Rome a un profil de demande qu'aucune autre ville italienne ne reproduit : tourisme, restauration, audiovisuel, institutions et un tissu de petites entreprises considérable. C'est un marché moins saturé que Milan, avec d'autres clients et d'autres cycles.

Qui achète à Rome

Qui achèteCe qu'ils commandent
Le tourisme et l'hôtellerieHôtels, restaurants, expériences, visites : des besoins continus, souvent avec des budgets modestes mais des commandes répétées.
La restauration et l'alimentaireRome a une densité exceptionnelle d'établissements et de producteurs, et la vidéo verticale est devenue l'outil standard pour remplir les tables.
L'audiovisuel et les médiasSociétés de production, prestataires et fournisseurs : des clients déjà à l'aise avec la vidéo, avec des briefs précis.
Les petites et moyennes entreprises et les servicesQui découvrent l'UGC comme alternative économique à la publicité classique.
Les associations et les organismes publicsDont la communication institutionnelle se prête bien au format témoignage.

Les tarifs pratiqués

En dessous de Milan, mais avec moins de concurrence :

  • Témoignage simple, créateur débutant : de 70 à 130 euros.
  • Témoignage, créateur avec portfolio : de 130 à 230 euros.
  • Contenu restauration ou tourisme sur place : de 120 à 250 euros, déplacement inclus.
  • Format scénarisé : de 180 à 330 euros.
  • Pack de trois vidéos : de 280 à 580 euros.

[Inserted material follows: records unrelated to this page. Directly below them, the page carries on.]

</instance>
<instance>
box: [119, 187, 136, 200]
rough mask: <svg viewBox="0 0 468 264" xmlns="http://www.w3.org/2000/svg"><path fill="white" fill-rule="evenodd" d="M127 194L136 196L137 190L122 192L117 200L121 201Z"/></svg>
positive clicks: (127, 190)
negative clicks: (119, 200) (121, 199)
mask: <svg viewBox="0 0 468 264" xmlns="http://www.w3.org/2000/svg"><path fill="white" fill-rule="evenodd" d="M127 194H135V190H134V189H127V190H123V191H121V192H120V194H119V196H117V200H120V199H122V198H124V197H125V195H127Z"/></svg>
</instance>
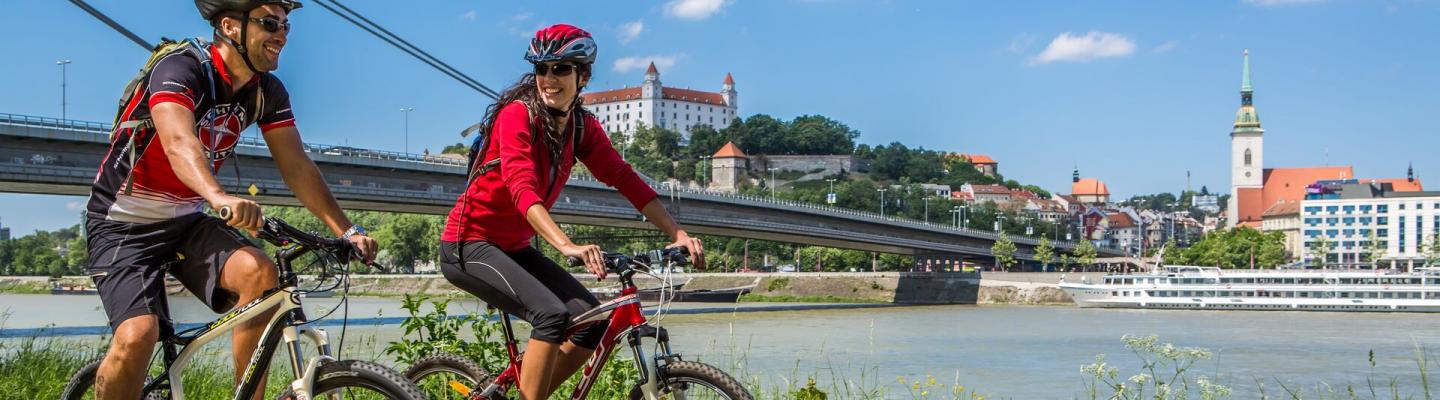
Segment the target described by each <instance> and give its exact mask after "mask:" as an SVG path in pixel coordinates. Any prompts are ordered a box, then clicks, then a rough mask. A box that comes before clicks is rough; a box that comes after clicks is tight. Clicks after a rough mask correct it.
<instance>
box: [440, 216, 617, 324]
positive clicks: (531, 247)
mask: <svg viewBox="0 0 1440 400" xmlns="http://www.w3.org/2000/svg"><path fill="white" fill-rule="evenodd" d="M441 272H442V273H445V279H446V281H449V282H451V283H452V285H455V286H456V288H461V289H464V291H467V292H469V294H472V295H475V296H478V298H480V299H481V301H484V302H485V304H488V305H492V306H495V308H498V309H501V311H504V312H507V314H510V315H516V317H520V318H521V319H526V321H527V322H530V325H531V327H534V329H531V331H530V338H534V340H540V341H546V342H553V344H559V342H560V341H563V340H564V331H566V329H567V328H570V317H575V315H579V314H582V312H585V311H589V309H590V308H595V306H596V305H599V304H600V302H599V301H598V299H595V295H593V294H590V291H588V289H585V286H583V285H580V281H576V279H575V276H570V273H569V272H564V269H563V268H560V265H556V263H554V260H550V259H549V258H546V256H544V253H540V250H536V249H534V247H524V249H521V250H518V252H504V250H501V249H500V247H495V245H492V243H490V242H465V246H464V249H461V246H459V243H455V242H441ZM608 325H609V324H608V322H600V324H595V325H590V327H588V328H585V329H582V331H579V332H576V334H575V337H572V338H570V341H572V342H575V344H576V345H580V347H585V348H595V347H596V345H599V344H600V340H602V338H603V335H605V328H606V327H608Z"/></svg>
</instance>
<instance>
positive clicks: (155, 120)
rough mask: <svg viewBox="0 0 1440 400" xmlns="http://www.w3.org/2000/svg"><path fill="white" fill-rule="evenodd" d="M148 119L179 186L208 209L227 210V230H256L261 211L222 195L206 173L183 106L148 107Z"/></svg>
mask: <svg viewBox="0 0 1440 400" xmlns="http://www.w3.org/2000/svg"><path fill="white" fill-rule="evenodd" d="M150 118H151V121H154V124H156V134H157V135H160V144H161V145H163V147H164V148H166V158H167V160H170V168H171V170H173V171H174V174H176V177H179V178H180V183H184V186H186V187H189V188H190V190H193V191H194V193H196V194H200V197H204V201H209V203H210V207H212V209H216V210H219V209H223V207H229V209H230V213H232V217H230V220H228V222H226V223H229V224H230V226H236V227H242V229H248V230H256V229H259V226H261V209H259V206H258V204H255V201H251V200H245V199H239V197H235V196H229V194H225V190H223V188H220V183H217V181H216V180H215V174H213V173H212V171H210V165H212V164H210V161H209V160H206V158H204V153H203V151H200V148H202V145H200V140H199V138H196V135H194V114H192V111H190V109H187V108H186V106H184V105H180V104H176V102H160V104H156V105H151V106H150Z"/></svg>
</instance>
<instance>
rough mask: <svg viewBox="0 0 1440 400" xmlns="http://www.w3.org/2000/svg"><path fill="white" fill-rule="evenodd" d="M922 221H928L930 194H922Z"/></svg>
mask: <svg viewBox="0 0 1440 400" xmlns="http://www.w3.org/2000/svg"><path fill="white" fill-rule="evenodd" d="M924 223H930V196H929V194H926V196H924Z"/></svg>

La particularité romaine : le tournage sur place

Contrairement à Milan, où l'essentiel du travail se fait à distance, une part importante de la demande romaine exige une présence physique : tourner dans un restaurant, un hôtel, une boutique. Cela change deux choses.

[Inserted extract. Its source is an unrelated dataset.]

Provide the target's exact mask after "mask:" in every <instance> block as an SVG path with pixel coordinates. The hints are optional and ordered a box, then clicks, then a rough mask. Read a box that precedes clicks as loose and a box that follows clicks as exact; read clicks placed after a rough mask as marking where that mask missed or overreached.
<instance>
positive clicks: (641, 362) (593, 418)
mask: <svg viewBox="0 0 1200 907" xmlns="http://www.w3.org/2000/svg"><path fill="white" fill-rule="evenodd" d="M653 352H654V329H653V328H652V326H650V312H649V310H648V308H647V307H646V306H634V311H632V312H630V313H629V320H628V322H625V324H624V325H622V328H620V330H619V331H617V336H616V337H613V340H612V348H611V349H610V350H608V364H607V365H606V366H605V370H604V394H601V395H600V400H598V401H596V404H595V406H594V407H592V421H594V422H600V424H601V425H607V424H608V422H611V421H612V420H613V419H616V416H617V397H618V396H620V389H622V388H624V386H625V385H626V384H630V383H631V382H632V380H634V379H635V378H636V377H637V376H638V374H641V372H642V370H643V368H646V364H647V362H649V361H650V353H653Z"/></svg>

D'abord, le marché est naturellement protégé : un créateur qui vit à Rome dispose d'un avantage que personne à l'extérieur ne peut reproduire. Ensuite, les tarifs doivent inclure le déplacement et le temps d'attente, et être chiffrés en conséquence, pas au même prix qu'une vidéo tournée chez soi.

Les niches à couvrir

L'alimentaire et la restauration sont la niche la plus naturelle et la plus récurrente : un restaurant a besoin de contenus neufs chaque mois, pas une fois par an. Le tourisme est saisonnier mais rémunérateur, et s'anticipe : on tourne des mois avant la saison. Et les services aux entreprises forment la niche la moins encombrée, avec des clients qui paient régulièrement.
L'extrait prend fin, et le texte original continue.